In order to qualify for Medicaid, an individual must be a United States citizen or a legal permanent resident, and must meet their state’s income and resource requirements. Medicaid is a needs-based program, meaning that coverage is available to those who can not afford private health insurance. In some states, Medicaid provides coverage for children and pregnant women with incomes up to 133% of the federal poverty level (FPL), while in other states the income limit is lower. Adults without dependent children generally do not qualify for Medicaid coverage unless they are disabled or have another qualifying factor such as being elderly or pregnant.
To learn more about your state’s specific requirements, you can contact your state’s Medicaid office or visit www.medicaid.gov.
65 years of age or older
Medicaid is a federal and state program that helps with medical costs for some people with limited income and resources. Medicaid pays for a wide range of medical services.
There are many ways to qualify for free or low-cost care through Medicaid. The most common way to qualify is by having low income and few resources. You may also qualify if you are pregnant, have children, are 65 years or older, or have a disability. Some states have expanded their Medicaid programs to cover more people. If you think you might be eligible for Medicaid, the best way to find out is to apply through your state’s program using this tool from the Centers for Medicare & Medicaid Services (CMS). If your state has not expanded its program, you can still apply for coverage through your state’s regular program following these instructions: To apply for Medicaid coverage, contact your state’s Medicaid office. Find contact information here by selecting your state on this map from CMS or by visiting www.
Look under “Health Care & Insurance” in the list of topics on the left side of the page; OR
Search using key words such as “Medicaid application” or “apply online for health insurance.”
An individual under 65 years of age who has a disability, or is visually impaired according to Social Security guidelines
To be considered disabled by Social Security, your condition must meet certain requirements and prevent you from doing substantial work. In order to be eligible for Medicaid due to a disability, an individual must first be receiving benefits from Social Security Disability Insurance (SSDI) or Supplemental Security Income (SSI). If you are not currently receiving benefits from either of these programs, you can still apply for Medicaid through your state’s medicaid office.
In addition to being disabled, another way to qualify for medicaid is if you are blind according to social security guidelines.
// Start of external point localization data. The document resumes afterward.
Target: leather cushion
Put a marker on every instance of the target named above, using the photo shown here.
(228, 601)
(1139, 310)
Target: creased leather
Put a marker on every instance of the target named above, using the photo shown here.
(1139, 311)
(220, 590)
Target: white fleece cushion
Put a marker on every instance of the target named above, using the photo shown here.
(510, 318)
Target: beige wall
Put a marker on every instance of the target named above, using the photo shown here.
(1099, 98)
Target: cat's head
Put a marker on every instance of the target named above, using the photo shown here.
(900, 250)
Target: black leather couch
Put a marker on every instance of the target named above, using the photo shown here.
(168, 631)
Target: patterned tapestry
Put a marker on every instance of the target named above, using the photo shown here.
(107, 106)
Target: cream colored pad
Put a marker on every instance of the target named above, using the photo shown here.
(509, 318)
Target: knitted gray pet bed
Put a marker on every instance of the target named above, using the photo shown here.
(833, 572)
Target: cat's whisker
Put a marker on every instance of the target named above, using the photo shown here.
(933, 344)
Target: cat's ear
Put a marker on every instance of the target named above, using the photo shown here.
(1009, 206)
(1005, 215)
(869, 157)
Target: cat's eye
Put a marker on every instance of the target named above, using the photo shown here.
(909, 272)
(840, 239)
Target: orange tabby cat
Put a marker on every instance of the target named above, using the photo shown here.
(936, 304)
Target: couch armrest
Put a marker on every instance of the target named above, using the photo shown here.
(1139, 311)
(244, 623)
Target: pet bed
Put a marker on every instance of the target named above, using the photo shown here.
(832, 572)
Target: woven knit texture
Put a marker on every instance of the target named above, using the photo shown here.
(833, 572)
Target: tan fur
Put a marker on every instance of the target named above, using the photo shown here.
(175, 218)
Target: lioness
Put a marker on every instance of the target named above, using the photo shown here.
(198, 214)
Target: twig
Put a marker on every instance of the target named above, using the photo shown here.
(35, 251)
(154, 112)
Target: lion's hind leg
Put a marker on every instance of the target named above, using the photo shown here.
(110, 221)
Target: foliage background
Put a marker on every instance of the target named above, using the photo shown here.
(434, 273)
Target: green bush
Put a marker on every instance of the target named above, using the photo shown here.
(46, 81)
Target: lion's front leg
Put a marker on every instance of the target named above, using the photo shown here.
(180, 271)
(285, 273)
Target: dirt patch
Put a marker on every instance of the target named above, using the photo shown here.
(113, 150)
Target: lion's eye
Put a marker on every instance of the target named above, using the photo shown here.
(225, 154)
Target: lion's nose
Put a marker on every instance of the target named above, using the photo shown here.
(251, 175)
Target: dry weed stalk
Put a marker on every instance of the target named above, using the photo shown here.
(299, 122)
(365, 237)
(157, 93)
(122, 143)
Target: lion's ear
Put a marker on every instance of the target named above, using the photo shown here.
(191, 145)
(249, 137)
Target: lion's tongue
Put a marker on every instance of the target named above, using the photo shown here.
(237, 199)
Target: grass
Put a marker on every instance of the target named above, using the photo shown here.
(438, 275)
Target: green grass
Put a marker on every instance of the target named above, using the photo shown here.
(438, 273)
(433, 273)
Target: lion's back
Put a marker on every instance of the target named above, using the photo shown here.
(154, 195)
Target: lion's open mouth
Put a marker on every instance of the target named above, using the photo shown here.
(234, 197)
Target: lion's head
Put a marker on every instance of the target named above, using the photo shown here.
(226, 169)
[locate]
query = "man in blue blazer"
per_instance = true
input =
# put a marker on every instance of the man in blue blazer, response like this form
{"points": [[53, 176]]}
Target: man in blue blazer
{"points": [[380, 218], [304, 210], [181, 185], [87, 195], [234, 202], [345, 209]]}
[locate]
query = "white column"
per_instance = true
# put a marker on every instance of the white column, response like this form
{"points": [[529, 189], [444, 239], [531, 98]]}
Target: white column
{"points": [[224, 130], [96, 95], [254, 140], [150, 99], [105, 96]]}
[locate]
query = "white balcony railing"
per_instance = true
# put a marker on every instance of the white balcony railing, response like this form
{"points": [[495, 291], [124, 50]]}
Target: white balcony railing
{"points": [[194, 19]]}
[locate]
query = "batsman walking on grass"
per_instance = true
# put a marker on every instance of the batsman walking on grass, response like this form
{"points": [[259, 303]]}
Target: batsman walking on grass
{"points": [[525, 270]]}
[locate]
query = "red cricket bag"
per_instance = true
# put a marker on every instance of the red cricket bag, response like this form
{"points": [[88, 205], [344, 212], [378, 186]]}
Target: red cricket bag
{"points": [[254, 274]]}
To be considered blind by social security standards, your vision must be 20/200 or worse in your better eye with the use of corrective lenses or if your central visual acuity is limited such that the widest diameter of your field of vision subtends an angle no greater than 20 degrees. If you meet either of these requirements and do not have any other means of health insurance coverage, you may qualify for Medicaid coverage through your state’s program.
An individual 18 years of age or younger
In order to qualify for Medicaid, an individual must be 18 years of age or younger. There are income requirements that must be met in order to qualify for Medicaid. These requirements vary from state to state. In some states, the income limit is higher for children than it is for adults. In other states, there is no difference between the two.
To learn more about qualifying for Medicaid, contact your state’s Medicaid office.
A pregnant woman
Medicaid is a state and federal partnership that provides health care coverage for low-income Americans, including pregnant women. To be eligible for Medicaid, your income must be at or below 138% of the poverty line. In some states, Medicaid expansion has extended eligibility to include people with incomes up to 400% of the poverty line.
If you are a pregnant woman, you may qualify for Medicaid if your income is low enough. Medicaid covers all pregnancy-related medical expenses, including doctor visits, hospital stays, prenatal care, and delivery. You will likely need to renew your Medicaid coverage after your baby is born; in some states, coverage continues automatically after childbirth while in others you will need to re-apply. If you are enrolled in Medicaid before getting pregnant, you should notify your state’s Medicaid office as soon as possible so that they can help you plan for your pregnancy and ensure that you have continuous coverage.
A parent or caretaker
To be eligible for Medicaid, adults must have an income that is below a certain level. In most states, this is 138% of the federal poverty level (FPL), which is about $17,000 for an individual or $36,000 for a family of four in 2020. However, some states have expanded their Medicaid programs to cover adults with incomes above this level. Children and pregnant women may also be eligible if their income is below a certain level; in most states this is at least 143% FPL ($19,000 for an individual or $39,000 for a family of four in 2020). People who are blind or have another disability may qualify even if their income is higher than these levels.
In addition to meeting the income requirements, individuals must also meet certain non-financial criteria to qualify for Medicaid coverage. These criteria vary by state but typically include things like being a U.S. citizen or legal resident (some exceptions apply), being under the age of 65 (with some exceptions for people with disabilities), and not currently being enrolled in Medicare coverage.
A former foster care youth
A former foster care youth may qualify for Medicaid if they meet certain criteria. For example, they may need to be under the age of 26 and have income that is at or below 133% of the federal poverty level. Additionally, they may need to be enrolled in school or working at least 80 hours per month.